En Passant führt Walid Raad dabei die Fähigkeit von Engeln, sich selbst zu regenerieren vor Augen, Pokale, die Würmer und Kakerlaken anziehen, „die grandiose Vampirbibliothek“ der Hamburger Kunsthalle, das geheime Treiben der Gremlins in der Hamburger Kunsthalle, und und und.
Es ist dieser unglaublich dichte, verblüffend intelligent verwobene Mix aus historisch verbürgten Tatsachen und überbordender Imagination, der Walid Raads Tour d’Horizon durch Kunst- Sammlungs-Politik- und Finanzgeschichte so amüsant und unterhaltsam macht. Im Zentrum steht dabei Hans Heinrich „Heini“ Thyssen-Bornemisza de Kászon und seine sagenhafte Kunstsammlung (die zweitgrößte private Sammlung weltweit), die der Baron 1992 Spanien vermachte (soweit stimmt es noch). Zuvor hatte Heini Hamburg als Zielort anvisiert, um sein Caspar David Friedrich-Gemälde »Ostermorgen« mit dessen künstlerischem Zwilling „Frühschnee“ in der Hamburger Kunsthalle wieder zusammenzuführen (eher unwahrscheinlich). Dem Sammler gelang es zwar nicht, die Bilder wieder zu vereinen, dafür schenkte er Hamburg angeblich mehrere Kunstwerke, die nie gezeigt wurden. Unter anderem einen Orientteppich aus dem 16. Jh., mit mysteriöser Eigenschaft: Er ist schwerer als sein Gewicht. Das alles blieb der Öffentlichkeit über Jahrzehnte hinweg verborgen. Bis…? Ja, natürlich: Bis der 1967 in Chbanieh/Libanon geborene Walid Raad nach dem Verbleib des Teppichs suchte, die Spur nach Hamburg fand und Kunsthallenchef Alexander Klar sein Okay gab, diese Ausstellung zu präsentieren. Was für ein Glücksfall für die Hansestadt!

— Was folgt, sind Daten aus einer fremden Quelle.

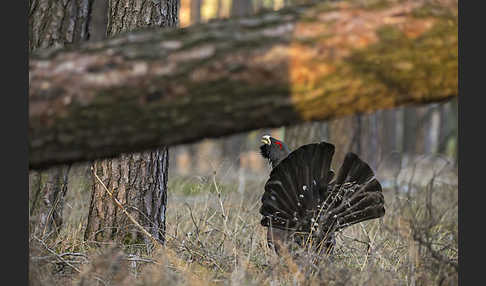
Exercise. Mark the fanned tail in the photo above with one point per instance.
(296, 186)
(354, 196)
(301, 197)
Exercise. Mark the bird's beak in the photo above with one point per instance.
(266, 140)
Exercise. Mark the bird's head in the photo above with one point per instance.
(274, 150)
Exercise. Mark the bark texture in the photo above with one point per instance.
(53, 24)
(137, 180)
(150, 88)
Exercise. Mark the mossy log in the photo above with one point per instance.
(148, 88)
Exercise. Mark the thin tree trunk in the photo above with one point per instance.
(196, 11)
(53, 24)
(138, 180)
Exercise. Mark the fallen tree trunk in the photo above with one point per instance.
(150, 88)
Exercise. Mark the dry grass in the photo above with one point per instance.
(214, 237)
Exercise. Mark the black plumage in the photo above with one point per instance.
(305, 204)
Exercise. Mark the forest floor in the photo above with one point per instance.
(214, 237)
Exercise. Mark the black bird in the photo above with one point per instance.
(304, 204)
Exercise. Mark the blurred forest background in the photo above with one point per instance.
(410, 131)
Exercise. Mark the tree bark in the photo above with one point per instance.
(137, 180)
(145, 89)
(53, 24)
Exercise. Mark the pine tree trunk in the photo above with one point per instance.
(139, 180)
(52, 24)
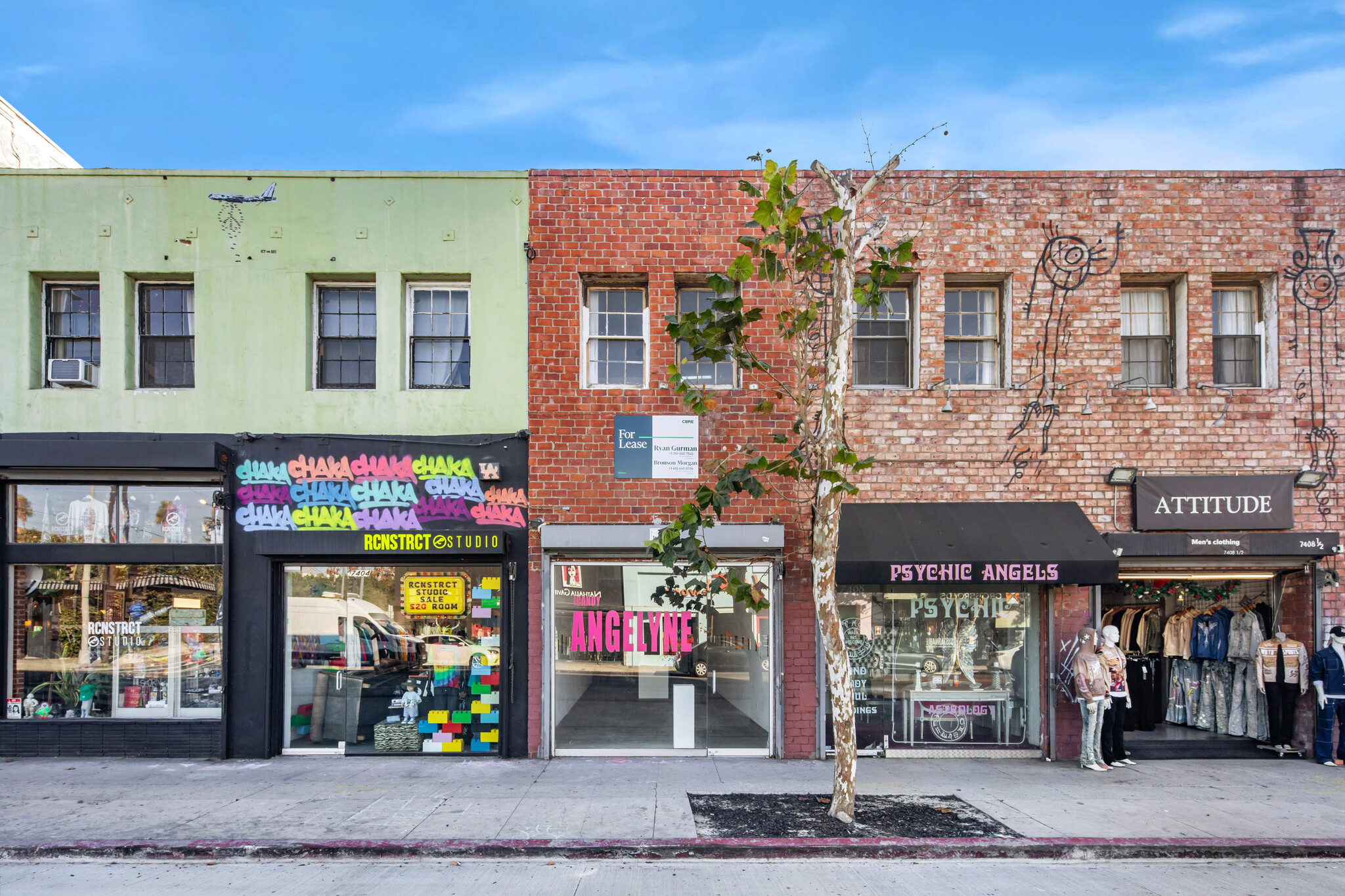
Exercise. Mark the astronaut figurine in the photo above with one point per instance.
(410, 704)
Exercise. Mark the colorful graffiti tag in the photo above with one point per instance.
(369, 494)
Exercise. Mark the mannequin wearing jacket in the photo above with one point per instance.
(1328, 675)
(1118, 688)
(1093, 685)
(1281, 675)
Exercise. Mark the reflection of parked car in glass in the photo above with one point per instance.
(456, 640)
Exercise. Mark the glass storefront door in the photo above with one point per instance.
(393, 658)
(942, 670)
(639, 677)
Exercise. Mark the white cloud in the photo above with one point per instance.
(1281, 50)
(1202, 23)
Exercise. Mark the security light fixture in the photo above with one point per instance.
(1122, 476)
(1309, 479)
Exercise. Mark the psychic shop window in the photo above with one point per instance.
(116, 641)
(940, 670)
(634, 675)
(116, 513)
(393, 658)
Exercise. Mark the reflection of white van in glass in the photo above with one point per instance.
(350, 631)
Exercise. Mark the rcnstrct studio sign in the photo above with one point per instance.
(1214, 503)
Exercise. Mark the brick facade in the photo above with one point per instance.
(1189, 232)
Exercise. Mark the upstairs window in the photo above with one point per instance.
(1146, 337)
(441, 347)
(72, 324)
(615, 336)
(701, 372)
(971, 336)
(347, 331)
(883, 341)
(1237, 337)
(167, 336)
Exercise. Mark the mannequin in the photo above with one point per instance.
(1281, 675)
(1328, 675)
(1114, 717)
(1091, 684)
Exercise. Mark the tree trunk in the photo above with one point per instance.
(826, 524)
(825, 539)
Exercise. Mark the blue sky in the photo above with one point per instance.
(693, 85)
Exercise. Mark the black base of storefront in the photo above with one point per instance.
(158, 739)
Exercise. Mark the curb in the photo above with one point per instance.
(1072, 848)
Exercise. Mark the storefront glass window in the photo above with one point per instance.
(636, 676)
(942, 670)
(95, 641)
(116, 515)
(391, 658)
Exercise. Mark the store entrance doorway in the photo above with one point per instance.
(393, 658)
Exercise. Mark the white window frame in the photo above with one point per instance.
(1000, 341)
(317, 310)
(677, 347)
(43, 310)
(1261, 328)
(136, 285)
(912, 343)
(408, 326)
(585, 337)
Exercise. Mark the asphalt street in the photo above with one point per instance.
(680, 878)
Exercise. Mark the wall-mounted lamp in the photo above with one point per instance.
(1309, 479)
(947, 398)
(1149, 402)
(1087, 394)
(1122, 476)
(1219, 421)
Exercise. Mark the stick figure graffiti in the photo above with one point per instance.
(1317, 277)
(1064, 267)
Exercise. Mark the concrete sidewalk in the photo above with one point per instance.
(61, 803)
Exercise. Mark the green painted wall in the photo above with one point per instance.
(255, 305)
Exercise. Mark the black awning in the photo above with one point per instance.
(971, 543)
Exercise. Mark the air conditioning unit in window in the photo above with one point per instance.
(72, 371)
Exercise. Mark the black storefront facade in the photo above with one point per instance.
(234, 595)
(950, 618)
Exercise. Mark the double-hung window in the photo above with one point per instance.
(73, 328)
(615, 336)
(704, 372)
(167, 335)
(347, 336)
(1237, 337)
(971, 336)
(441, 337)
(1146, 337)
(883, 341)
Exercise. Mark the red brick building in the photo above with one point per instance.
(1059, 326)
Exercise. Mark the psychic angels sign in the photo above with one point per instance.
(373, 494)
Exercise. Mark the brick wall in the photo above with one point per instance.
(1192, 230)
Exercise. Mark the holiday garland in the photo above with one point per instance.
(1156, 589)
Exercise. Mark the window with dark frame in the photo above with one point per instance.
(347, 336)
(1146, 356)
(971, 336)
(441, 349)
(1237, 340)
(615, 336)
(701, 372)
(73, 324)
(167, 336)
(883, 341)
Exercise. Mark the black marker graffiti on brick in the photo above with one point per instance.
(1317, 277)
(1067, 263)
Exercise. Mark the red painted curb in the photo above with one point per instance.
(694, 848)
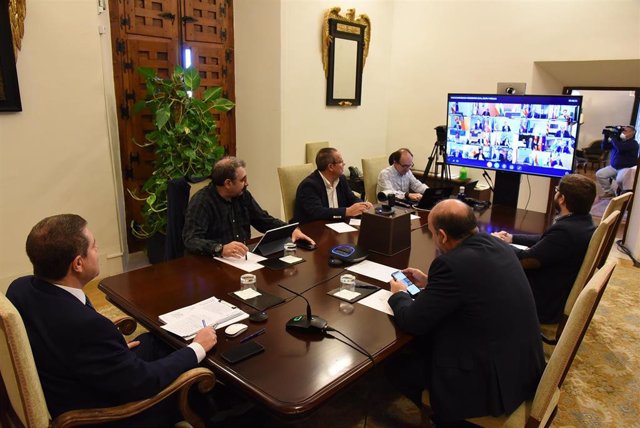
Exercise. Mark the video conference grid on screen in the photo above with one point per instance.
(528, 134)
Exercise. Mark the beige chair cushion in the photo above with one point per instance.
(18, 368)
(312, 149)
(547, 393)
(290, 177)
(594, 253)
(371, 168)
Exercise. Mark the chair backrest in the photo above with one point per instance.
(290, 177)
(371, 167)
(619, 203)
(179, 193)
(548, 391)
(18, 369)
(594, 252)
(312, 149)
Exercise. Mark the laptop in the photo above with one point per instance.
(273, 240)
(432, 196)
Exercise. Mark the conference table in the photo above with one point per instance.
(297, 372)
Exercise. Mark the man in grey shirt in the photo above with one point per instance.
(398, 179)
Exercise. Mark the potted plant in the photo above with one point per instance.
(184, 141)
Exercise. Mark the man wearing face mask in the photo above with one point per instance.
(623, 155)
(553, 259)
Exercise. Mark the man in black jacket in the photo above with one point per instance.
(82, 359)
(553, 259)
(475, 321)
(624, 154)
(325, 193)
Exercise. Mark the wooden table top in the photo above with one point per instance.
(296, 373)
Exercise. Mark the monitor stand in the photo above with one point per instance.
(506, 189)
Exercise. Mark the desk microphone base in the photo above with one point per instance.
(301, 324)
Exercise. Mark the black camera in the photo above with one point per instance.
(612, 131)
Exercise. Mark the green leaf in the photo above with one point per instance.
(162, 116)
(223, 105)
(211, 94)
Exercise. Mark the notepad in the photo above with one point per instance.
(186, 322)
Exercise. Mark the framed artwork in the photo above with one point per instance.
(9, 91)
(345, 47)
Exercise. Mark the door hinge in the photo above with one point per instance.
(128, 173)
(120, 46)
(124, 111)
(134, 158)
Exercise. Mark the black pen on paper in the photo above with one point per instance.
(252, 335)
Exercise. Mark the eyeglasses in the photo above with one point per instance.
(406, 166)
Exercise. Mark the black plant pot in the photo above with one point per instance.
(155, 248)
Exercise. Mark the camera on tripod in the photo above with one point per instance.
(612, 131)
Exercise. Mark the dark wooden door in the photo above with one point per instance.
(155, 34)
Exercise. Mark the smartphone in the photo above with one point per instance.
(411, 287)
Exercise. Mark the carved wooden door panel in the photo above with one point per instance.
(154, 33)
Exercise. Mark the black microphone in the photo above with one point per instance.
(390, 198)
(305, 324)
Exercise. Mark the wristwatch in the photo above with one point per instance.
(217, 250)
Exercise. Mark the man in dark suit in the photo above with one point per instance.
(325, 193)
(553, 259)
(82, 359)
(475, 321)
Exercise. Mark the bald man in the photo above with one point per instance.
(478, 350)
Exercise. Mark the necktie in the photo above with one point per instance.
(88, 303)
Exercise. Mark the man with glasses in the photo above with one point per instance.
(398, 179)
(325, 194)
(552, 260)
(219, 217)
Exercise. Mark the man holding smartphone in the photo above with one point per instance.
(478, 350)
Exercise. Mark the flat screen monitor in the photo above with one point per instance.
(526, 134)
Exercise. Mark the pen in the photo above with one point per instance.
(252, 335)
(367, 286)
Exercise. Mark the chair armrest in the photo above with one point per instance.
(126, 325)
(548, 341)
(204, 378)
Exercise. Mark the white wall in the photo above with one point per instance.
(55, 156)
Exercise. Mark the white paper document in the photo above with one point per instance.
(341, 227)
(378, 301)
(291, 259)
(186, 322)
(247, 294)
(373, 270)
(346, 294)
(248, 265)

„Walid Raad. Cotton Under My Feet: The Hamburg Chapter“
Zu sehen bis 11. November 2023 in der Hamburger Kunsthalle, Glockengießerwall, 20099 Hamburg
Tickets für die Performance-Touren ausschließlich über den Webshop Kampnagels.
Führungen im Oktober: 5.10., 18 Uhr. 6.10.,16 Uhr. 7.10. 12/16 Uhr. 8.10. 12/16 Uhr.
Weitere Informationen (Hamburger Kunsthalle)
Kommentar verfassen
(Ich bin damit einverstanden, dass mein Beitrag veröffentlicht wird. Mein Name und Text werden mit Datum/Uhrzeit für jeden lesbar. Mehr Infos: Datenschutz)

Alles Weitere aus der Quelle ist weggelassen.